Fusion gene analysis based on bioinformatics
Although ROS1-related fusion gene events have been reported in a variety of cancers and their impact on tumor progression and prognosis, ROS1-related fusion gene events are relatively rare in WDLPS/DDLPS. TCGA transcriptome data analysis and online fusion gene databases showed that ROS1-related fusion gene mutations were only identified in glioblastoma (GBM) and lung adenocarcinoma (LUAD) (Supplementary Tables S20–S22). From three databases, fusion events for WDLPS/DDLLPS patients were collected. Intersecting the top 10 genes with the greatest fusion mutation frequency in different databases revealed that FRS2, PTPRR, CPM, DNM3, TMTC2, TRHDE, and RAB3IP had the highest mutation frequencies (Supplementary Tables S23–S28). Most of these genes were located on chromosome 12, indicating genomic instability on chromosome 12 in LPS patients, and Kaplan–Meier survival analysis showed that only RAB3IP-related fusion gene events were associated with poor prognosis (Supplementary Figure S5).
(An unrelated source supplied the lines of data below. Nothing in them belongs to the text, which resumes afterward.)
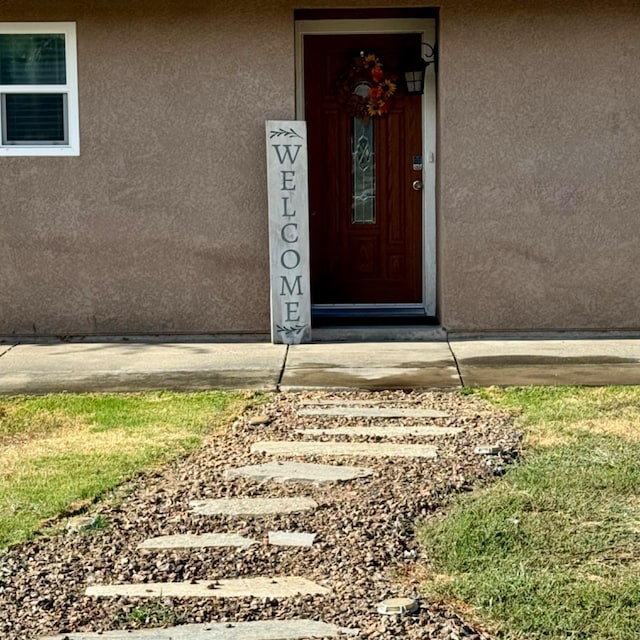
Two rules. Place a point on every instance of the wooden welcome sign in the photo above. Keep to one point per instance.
(287, 179)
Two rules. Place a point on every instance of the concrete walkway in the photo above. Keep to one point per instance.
(450, 362)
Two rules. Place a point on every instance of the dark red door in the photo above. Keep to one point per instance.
(365, 214)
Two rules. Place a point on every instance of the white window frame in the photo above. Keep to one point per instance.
(69, 90)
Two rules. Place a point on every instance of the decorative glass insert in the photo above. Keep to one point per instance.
(32, 58)
(364, 172)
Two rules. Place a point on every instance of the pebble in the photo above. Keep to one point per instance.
(364, 527)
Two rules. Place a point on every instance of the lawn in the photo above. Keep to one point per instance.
(62, 450)
(552, 549)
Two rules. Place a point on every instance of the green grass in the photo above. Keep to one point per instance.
(552, 549)
(155, 612)
(58, 450)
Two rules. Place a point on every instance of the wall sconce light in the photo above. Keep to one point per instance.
(415, 70)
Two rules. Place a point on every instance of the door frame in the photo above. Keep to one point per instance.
(426, 27)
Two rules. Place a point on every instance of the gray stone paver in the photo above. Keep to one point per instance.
(256, 630)
(289, 471)
(363, 449)
(291, 539)
(386, 431)
(251, 506)
(372, 412)
(192, 541)
(263, 587)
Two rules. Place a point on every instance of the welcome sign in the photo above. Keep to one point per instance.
(288, 231)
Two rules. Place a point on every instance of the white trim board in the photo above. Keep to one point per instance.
(427, 28)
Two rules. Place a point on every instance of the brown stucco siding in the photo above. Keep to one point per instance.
(160, 226)
(539, 173)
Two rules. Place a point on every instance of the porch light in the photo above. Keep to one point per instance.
(416, 70)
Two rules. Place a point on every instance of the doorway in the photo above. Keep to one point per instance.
(371, 179)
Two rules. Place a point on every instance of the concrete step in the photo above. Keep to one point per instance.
(385, 431)
(256, 630)
(286, 471)
(372, 412)
(362, 449)
(193, 541)
(251, 506)
(269, 587)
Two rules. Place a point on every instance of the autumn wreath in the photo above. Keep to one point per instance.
(365, 88)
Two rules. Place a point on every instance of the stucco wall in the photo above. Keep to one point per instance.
(160, 225)
(539, 197)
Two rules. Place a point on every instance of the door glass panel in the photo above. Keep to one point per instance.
(364, 172)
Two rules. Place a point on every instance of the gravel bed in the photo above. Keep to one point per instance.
(364, 550)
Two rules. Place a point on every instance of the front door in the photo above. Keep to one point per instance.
(365, 202)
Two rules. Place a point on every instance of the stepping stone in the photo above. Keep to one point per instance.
(388, 431)
(283, 587)
(291, 539)
(254, 630)
(251, 506)
(349, 402)
(192, 541)
(364, 449)
(372, 412)
(298, 472)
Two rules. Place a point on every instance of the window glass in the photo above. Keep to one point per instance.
(35, 117)
(32, 58)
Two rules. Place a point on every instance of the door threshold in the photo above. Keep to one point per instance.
(386, 333)
(361, 315)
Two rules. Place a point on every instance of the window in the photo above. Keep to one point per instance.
(38, 89)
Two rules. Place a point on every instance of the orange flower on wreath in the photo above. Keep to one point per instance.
(366, 70)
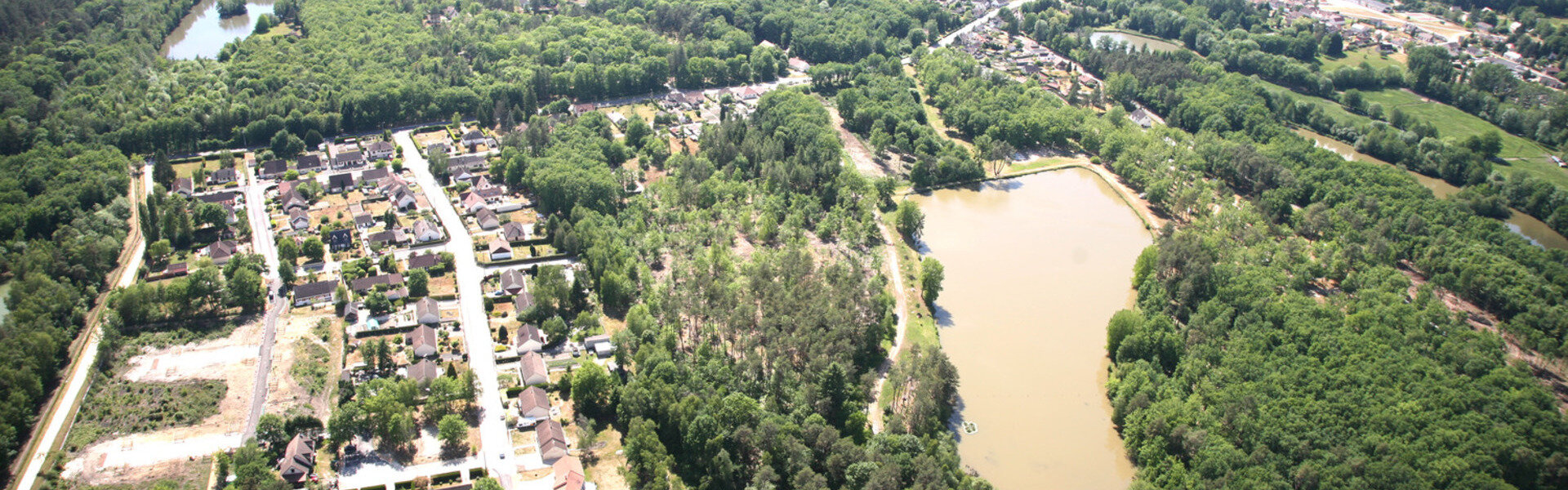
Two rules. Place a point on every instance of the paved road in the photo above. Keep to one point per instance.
(78, 381)
(494, 437)
(276, 305)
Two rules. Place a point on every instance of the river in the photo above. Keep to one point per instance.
(1034, 269)
(1525, 225)
(203, 33)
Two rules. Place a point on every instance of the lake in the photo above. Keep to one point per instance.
(203, 33)
(1525, 225)
(1136, 41)
(1034, 269)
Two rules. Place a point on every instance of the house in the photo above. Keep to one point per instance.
(380, 149)
(341, 239)
(315, 292)
(308, 163)
(532, 369)
(499, 250)
(511, 282)
(533, 404)
(550, 439)
(427, 311)
(394, 236)
(424, 340)
(568, 473)
(599, 345)
(427, 231)
(424, 261)
(220, 252)
(424, 371)
(514, 231)
(221, 176)
(298, 459)
(339, 183)
(274, 168)
(474, 137)
(487, 219)
(298, 219)
(529, 338)
(349, 159)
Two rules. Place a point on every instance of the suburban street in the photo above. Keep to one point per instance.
(494, 435)
(276, 305)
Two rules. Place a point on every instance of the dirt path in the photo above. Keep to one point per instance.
(1549, 372)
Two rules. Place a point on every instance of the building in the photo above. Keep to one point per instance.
(424, 341)
(511, 282)
(298, 459)
(427, 311)
(424, 371)
(533, 404)
(529, 338)
(315, 292)
(550, 439)
(380, 151)
(532, 369)
(499, 250)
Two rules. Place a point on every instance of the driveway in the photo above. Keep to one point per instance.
(494, 435)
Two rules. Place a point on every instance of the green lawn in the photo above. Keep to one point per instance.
(1521, 154)
(1366, 54)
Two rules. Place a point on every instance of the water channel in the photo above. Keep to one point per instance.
(1036, 267)
(1525, 225)
(203, 33)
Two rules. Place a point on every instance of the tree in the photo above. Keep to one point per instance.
(930, 280)
(910, 220)
(452, 430)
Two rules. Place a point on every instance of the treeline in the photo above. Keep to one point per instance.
(63, 214)
(1288, 318)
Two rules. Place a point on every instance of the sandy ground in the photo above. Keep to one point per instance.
(151, 454)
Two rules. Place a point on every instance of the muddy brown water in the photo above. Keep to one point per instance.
(1525, 225)
(1034, 269)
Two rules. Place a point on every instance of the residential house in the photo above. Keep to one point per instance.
(532, 369)
(487, 219)
(341, 239)
(424, 371)
(550, 439)
(511, 282)
(424, 341)
(514, 231)
(599, 346)
(221, 176)
(427, 231)
(529, 338)
(298, 461)
(220, 252)
(315, 292)
(427, 311)
(298, 219)
(499, 250)
(533, 404)
(339, 183)
(274, 170)
(568, 473)
(308, 163)
(349, 159)
(380, 149)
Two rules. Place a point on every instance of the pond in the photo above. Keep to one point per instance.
(203, 33)
(1034, 269)
(1134, 41)
(1525, 225)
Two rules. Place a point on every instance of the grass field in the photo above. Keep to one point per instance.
(1366, 54)
(1520, 153)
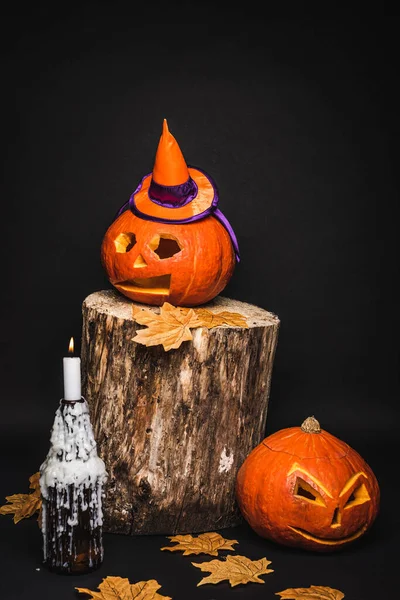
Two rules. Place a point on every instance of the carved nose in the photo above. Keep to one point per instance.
(336, 518)
(140, 262)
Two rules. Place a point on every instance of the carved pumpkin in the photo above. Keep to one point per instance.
(170, 243)
(304, 487)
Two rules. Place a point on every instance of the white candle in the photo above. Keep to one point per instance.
(72, 375)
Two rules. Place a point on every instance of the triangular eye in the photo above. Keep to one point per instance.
(306, 491)
(358, 496)
(124, 242)
(165, 246)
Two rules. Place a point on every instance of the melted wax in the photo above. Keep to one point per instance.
(71, 483)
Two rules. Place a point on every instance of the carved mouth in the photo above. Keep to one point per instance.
(146, 285)
(328, 542)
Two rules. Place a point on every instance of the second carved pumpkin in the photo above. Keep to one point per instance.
(303, 487)
(170, 242)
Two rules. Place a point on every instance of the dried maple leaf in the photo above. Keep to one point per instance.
(236, 569)
(314, 592)
(119, 588)
(210, 319)
(205, 543)
(24, 506)
(169, 328)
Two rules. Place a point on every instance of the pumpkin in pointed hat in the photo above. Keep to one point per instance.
(170, 242)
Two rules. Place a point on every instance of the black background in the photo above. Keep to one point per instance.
(296, 120)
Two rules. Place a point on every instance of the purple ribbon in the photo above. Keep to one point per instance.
(159, 192)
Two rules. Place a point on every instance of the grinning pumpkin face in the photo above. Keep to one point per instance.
(307, 489)
(153, 263)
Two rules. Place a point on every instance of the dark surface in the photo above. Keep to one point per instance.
(296, 120)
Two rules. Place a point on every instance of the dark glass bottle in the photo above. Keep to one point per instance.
(71, 481)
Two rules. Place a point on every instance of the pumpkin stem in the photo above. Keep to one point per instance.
(311, 425)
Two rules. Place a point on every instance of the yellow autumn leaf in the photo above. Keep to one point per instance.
(210, 319)
(23, 506)
(205, 543)
(119, 588)
(235, 569)
(169, 328)
(314, 592)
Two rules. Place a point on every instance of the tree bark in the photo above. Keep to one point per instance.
(174, 427)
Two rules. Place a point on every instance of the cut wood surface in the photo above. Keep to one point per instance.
(174, 427)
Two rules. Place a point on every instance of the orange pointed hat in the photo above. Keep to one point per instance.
(176, 193)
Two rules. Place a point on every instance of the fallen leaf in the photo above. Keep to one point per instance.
(314, 592)
(119, 588)
(172, 325)
(169, 328)
(209, 319)
(24, 506)
(205, 543)
(236, 569)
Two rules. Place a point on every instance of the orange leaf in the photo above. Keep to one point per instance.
(314, 592)
(171, 326)
(236, 569)
(205, 543)
(118, 588)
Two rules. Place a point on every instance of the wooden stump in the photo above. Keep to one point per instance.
(174, 427)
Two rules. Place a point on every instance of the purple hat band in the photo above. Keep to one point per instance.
(175, 197)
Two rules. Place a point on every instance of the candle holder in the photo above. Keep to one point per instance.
(71, 482)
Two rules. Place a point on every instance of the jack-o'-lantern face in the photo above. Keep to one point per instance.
(306, 489)
(327, 508)
(153, 263)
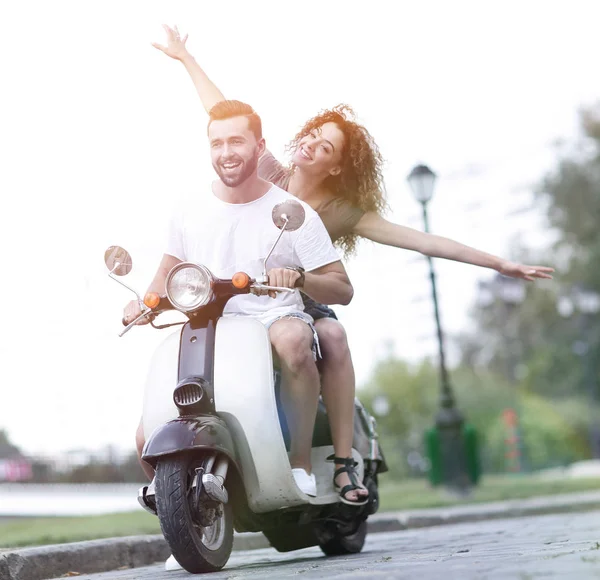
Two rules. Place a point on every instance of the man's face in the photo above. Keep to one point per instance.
(234, 150)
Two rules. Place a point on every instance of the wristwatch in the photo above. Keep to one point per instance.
(300, 282)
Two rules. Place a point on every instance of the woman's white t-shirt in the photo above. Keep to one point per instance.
(229, 238)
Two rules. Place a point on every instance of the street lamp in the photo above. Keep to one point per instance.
(449, 421)
(586, 303)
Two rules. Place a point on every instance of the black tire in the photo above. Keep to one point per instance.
(192, 548)
(343, 545)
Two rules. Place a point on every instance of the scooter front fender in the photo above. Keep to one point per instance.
(184, 434)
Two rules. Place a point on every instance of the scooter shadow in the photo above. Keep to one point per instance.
(268, 563)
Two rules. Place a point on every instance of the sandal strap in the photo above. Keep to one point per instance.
(348, 488)
(351, 475)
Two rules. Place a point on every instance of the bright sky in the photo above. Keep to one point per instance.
(101, 135)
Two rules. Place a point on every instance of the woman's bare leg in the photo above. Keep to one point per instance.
(338, 388)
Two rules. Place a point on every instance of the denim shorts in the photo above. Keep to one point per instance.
(316, 310)
(316, 348)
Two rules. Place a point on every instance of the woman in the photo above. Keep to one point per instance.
(336, 169)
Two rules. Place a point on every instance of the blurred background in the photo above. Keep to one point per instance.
(102, 135)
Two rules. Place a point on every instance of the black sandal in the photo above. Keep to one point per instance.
(349, 465)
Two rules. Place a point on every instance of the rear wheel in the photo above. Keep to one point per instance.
(200, 537)
(341, 545)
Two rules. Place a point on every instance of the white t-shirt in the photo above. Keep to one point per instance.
(229, 238)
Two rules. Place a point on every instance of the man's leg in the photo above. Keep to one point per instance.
(140, 441)
(292, 340)
(338, 389)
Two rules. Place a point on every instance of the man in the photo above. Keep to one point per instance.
(230, 230)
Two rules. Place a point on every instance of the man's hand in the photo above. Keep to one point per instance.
(175, 45)
(530, 273)
(132, 311)
(282, 277)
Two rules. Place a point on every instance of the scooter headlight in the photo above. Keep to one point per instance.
(189, 286)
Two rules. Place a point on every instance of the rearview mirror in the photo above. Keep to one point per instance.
(118, 260)
(289, 214)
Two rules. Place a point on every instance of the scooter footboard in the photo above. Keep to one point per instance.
(245, 399)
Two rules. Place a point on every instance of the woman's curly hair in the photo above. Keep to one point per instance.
(360, 181)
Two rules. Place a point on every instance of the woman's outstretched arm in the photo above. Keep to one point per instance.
(373, 227)
(209, 94)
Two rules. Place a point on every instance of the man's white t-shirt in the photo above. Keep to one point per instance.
(229, 238)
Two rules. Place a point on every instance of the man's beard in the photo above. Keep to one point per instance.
(243, 171)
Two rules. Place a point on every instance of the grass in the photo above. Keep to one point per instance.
(403, 495)
(20, 532)
(416, 493)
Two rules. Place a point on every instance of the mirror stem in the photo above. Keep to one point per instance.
(265, 278)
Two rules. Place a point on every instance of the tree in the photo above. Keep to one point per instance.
(545, 341)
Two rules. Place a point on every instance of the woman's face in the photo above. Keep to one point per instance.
(320, 152)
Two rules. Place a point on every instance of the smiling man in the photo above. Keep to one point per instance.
(228, 228)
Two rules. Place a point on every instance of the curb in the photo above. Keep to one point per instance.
(46, 562)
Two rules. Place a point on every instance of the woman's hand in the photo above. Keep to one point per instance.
(175, 44)
(530, 273)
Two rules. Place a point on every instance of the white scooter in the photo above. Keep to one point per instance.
(215, 433)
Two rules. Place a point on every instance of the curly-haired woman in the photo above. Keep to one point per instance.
(337, 169)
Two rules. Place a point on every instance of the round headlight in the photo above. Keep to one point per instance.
(189, 286)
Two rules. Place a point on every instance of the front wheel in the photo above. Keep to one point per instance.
(198, 548)
(341, 545)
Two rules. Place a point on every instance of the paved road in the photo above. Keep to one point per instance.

Future studies need larger cohorts to characterize the association between fusion genes and clinical characteristics in WDLPS/DDLPS.
Discussion
ALT/WDLPS, the most common pathological subtype of STS, accounts for approximately 40–45% of all cases (34). ALT refers to tumors that are deep-seated extremities and can be completely removed by surgery, while WDLPS refers to tumors that develop in deep, central anatomic areas and necessitate total excision, sometimes in conjunction with resection of adjacent tissues (35). ALT/WDLPS and DDLPS tend to arise in the extremities and retroperitoneum, and more rarely in the head and neck region, mediastinum, and paratesticular region (36). Up to 90% of DDLPS arise de novo, and the remainders occur as recurrences of previous WDLPS (37). Fibrolipoma is a benign neoplasm of common mesenchymal origin, and to date, it has rarely been reported to develop malignant lesions (38). In this case, the patient had a retroperitoneal mass resection in another hospital in 2012, and the preliminary postoperative pathology revealed a fibrolipoma-like lesion. Both the patient’s initial and recurring symptoms were slowly enlarging abdominal masses. She was pathologically diagnosed with DDLPS in our hospital after surgery in August 2020, 8 years after the first operation. Given the average interval of 7.7 years for recurrence of WDLPS progression to DDLPS (39), in addition to the sometimes insignificant histocytic heterogeneity of WDLPS and the difficulty in detecting adipoblasts and spindle cells in the fibrous septum (40), it is reasonable to speculate that there was a pathological misdiagnosis after surgery in 2012, but the lack of histological sections prevented us from further confirmation. When diagnosing deep soft tissue tumors, clinicians and pathologists should consider the possibility of WDLPS when the histological manifestations are mild, contain adipose tissue, and have a mass > 5 cm in diameter, especially the recurrent mass containing adipose tissue.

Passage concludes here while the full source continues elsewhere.